The red fox whined pathetically behind him as the two men held it down. They weren't gentle either. In fact, they seemed to take some kind of pleasure in hearing the cries of the animal as they slammed it's neck down onto the stone slab that had been stained red from all the previous sacrifices they've forced me to participate in.

The members of the church filled up the four long white clothed picnic tables. Every eye was glued to me. Unblinking, some of them.

I walked up to Pastor Paul.

"I don't want to." I whispered to him. "Please. . ."

At least he had the curtesy to speak too softly for listening ears, "Rowena, you should be used to this by now. Every four months." His mouth held a smile but his eyes had a sharpness of which I hadn't seen before swimming among the usual green. He placed the knife into my hand and closed my fingers for me. Slick was the manner in which he existed. To anyone else it may have seemed like my own doing, grabbing the knife. The firmness of his grasp told me a different story then his demeanor told the crowd.

Perhaps he saw the small glint of fear in my eyes as I registered what exactly his firmness meant. For he suddenly softened his touch and began his seasonal sacrificial speech although it seemed oddly directed towards me this season.

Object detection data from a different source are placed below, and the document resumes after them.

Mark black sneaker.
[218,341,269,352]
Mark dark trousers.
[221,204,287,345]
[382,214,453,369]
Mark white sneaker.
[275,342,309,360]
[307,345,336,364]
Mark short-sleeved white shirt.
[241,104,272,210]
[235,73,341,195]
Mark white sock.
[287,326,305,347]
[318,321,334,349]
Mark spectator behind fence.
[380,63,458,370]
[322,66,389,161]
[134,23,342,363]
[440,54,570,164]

"I see some disquieted faces among you." Pastor Paul said calmly, "Do not fret for the creature you see before you. As I said in todays sermon God is a forgiving god. But he is not a forgetful one. Every action has its consequence. Every gift has it's penance. This town is filled with souls that like up even the darkest edges of the deep forest as far as I'm concerned. But this town also has. . . .a past. One that must be atoned for. One that many of you I'm sure hasn't been lost to memory."

Solemn nods came from two thirds of the crowd. Followed by whispered curiosity by those who didn't nod. "I'll tell you later." came soon after.

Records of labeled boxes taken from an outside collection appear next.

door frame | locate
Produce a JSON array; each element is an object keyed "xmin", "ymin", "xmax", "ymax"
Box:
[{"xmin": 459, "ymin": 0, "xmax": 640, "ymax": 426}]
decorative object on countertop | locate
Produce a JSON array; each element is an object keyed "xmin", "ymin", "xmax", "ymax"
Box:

"I won't go into it. This is a day of thanks and joy. Not one of guilt and regret. However, we must dip our toes into that murky pool of past actions just for a moment, and give sacrifice to the lord. So that his forgiveness does not go forgotten."

But why must I always be the one to hold the knife? It was always me. Thanksgiving, the winter festival, day of penance, and the dinner of resurrection harvest. I'm forced to cut into a beautiful creature of the forest. and every season it feels worst then the time before. And every time I do, I become so weakened by the experience. Like it drains the life out of me somehow.

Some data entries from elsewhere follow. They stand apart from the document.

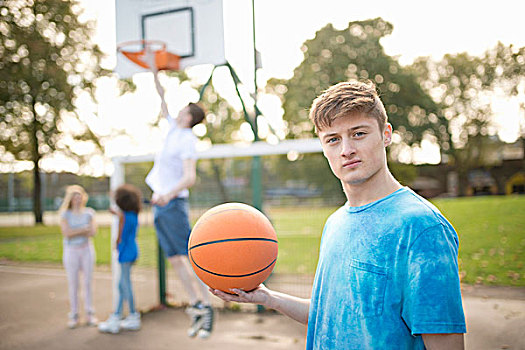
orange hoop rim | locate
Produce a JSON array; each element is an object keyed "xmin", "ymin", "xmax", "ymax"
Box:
[
  {"xmin": 117, "ymin": 40, "xmax": 181, "ymax": 70},
  {"xmin": 117, "ymin": 39, "xmax": 166, "ymax": 52}
]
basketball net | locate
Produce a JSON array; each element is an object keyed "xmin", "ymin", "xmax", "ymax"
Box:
[{"xmin": 117, "ymin": 40, "xmax": 180, "ymax": 70}]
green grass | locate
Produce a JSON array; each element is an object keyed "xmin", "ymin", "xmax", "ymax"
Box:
[
  {"xmin": 0, "ymin": 196, "xmax": 525, "ymax": 286},
  {"xmin": 434, "ymin": 196, "xmax": 525, "ymax": 286}
]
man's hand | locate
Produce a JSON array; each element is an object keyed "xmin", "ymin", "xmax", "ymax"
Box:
[
  {"xmin": 210, "ymin": 284, "xmax": 270, "ymax": 307},
  {"xmin": 151, "ymin": 193, "xmax": 171, "ymax": 207},
  {"xmin": 143, "ymin": 46, "xmax": 157, "ymax": 73}
]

I felt sick. My breath was getting caught into my throat. If it refused to go into my lungs, maybe I'd pass out or die. I wouldn't have to do it if I were dead. The world felt like it was spinning. The trees at the edge of the forest danced to a sickening rhythm and the haziness of my sight mixed with the natural whisp of the breeze.

The sun was burning hot. I know it wasn't actually hot. It was the end of November for gods sake. The air was crisp with a touch of cool as the brown, red, and yellow colors of the leaves gave a feeling of pumpkin pie and brown sugar on a normal day. Today they gave the image of burning rot.

I felt hands on me. Pushing me forward. The one direction I didn't want to go. Pastor Paul, his hand firmly on my back, guided me up behind the stone slab, so that all the crowd could bare witness.